US stocks: Weird, flat, and setting confusing new records
The stock market goes up when stocks go down, and down when stocks go up.
On the surface, this has been a very boring start to the week: a relatively small down day followed by a modest gain has the S&P 500 up 0.1% through Tuesday.
Under the hood, the price action has been so weird that we haven’t seen the likes of it in at least 27 years.
Let’s start with Tuesday on its own: A fierce snapback in recently beleaguered tech shares, punctuated by Nvidia’s 6.8% gain, propelled the S&P 500 up by 0.4% on the day. The five biggest stocks in the S&P 500 rose, with Meta and Alphabet each up more than 2%.
But the advance-decline line for the S&P 500 (the number of stocks up on the day less those that fell) was a whopping -274. There’s never been a session in which the S&P 500 rose this much on a day when that many stocks were actually down, in data going back to January 1997.
And now let’s look at Monday’s tape: the mirror image of Tuesday.

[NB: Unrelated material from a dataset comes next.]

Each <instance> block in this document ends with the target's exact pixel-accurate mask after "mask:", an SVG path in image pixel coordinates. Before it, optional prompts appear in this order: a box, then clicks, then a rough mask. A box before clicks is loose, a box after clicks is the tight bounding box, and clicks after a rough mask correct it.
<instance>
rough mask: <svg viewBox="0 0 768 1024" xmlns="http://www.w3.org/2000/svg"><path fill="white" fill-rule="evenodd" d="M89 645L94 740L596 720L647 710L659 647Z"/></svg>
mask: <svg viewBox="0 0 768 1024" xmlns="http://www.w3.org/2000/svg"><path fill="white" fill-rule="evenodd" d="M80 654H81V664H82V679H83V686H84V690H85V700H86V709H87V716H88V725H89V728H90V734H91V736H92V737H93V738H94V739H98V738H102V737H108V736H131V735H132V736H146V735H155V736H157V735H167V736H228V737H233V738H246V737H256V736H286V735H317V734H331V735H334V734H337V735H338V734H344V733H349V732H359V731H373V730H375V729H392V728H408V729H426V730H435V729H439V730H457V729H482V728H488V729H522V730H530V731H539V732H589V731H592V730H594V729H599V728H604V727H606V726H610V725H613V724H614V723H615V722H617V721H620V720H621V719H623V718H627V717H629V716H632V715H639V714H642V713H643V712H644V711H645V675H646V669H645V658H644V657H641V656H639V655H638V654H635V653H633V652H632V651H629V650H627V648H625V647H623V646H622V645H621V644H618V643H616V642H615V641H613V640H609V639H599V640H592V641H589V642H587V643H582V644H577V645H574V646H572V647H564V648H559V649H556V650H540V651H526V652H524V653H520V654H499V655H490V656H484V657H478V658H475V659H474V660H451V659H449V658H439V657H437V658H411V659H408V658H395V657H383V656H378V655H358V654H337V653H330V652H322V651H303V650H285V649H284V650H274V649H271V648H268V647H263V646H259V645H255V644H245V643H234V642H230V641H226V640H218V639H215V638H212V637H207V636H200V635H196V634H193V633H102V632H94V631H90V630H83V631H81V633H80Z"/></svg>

The advance-decline line was above +200, but the S&P 500 fell 0.3%. The success of the many could offset the pain in megacap semiconductor companies.
Tuesday was a superlative unto itself; putting the two days together yields another. In the past 27+ years, we’ve never had a session in which the advance-decline was above 200 but stocks fell followed by a day in which it was below -200 in which stocks rose (or vice versa).
What does this mean? Well, for one, it means we are somehow not running out of fresh ways to point out how market breadth has been (largely) terrible lately.
More importantly, this dynamic also speaks to an underlying fragility within the stock market. The top-line market environment are calm, the inter-market environment is downright violent.
The trailing 20-day realized volatility of the S&P 500 information technology sector is in the 68th percentile relative to its long-term history (that is, well above average). The 20-day realized volatility of the S&P 500 is in just the 12th percentile, or very below average. That’s the biggest gap between tech sector and index level vol since at least October 2001 (the period for which we have realized volatility data available for all 11 S&P 500 sectors).
The seeming “magic” of high dispersion and low correlations between important parts of the market — that is, megacap tech, in particular Nvidia, versus everything else, is playing an increasingly important role in preventing major fireworks for US stocks at the headline level.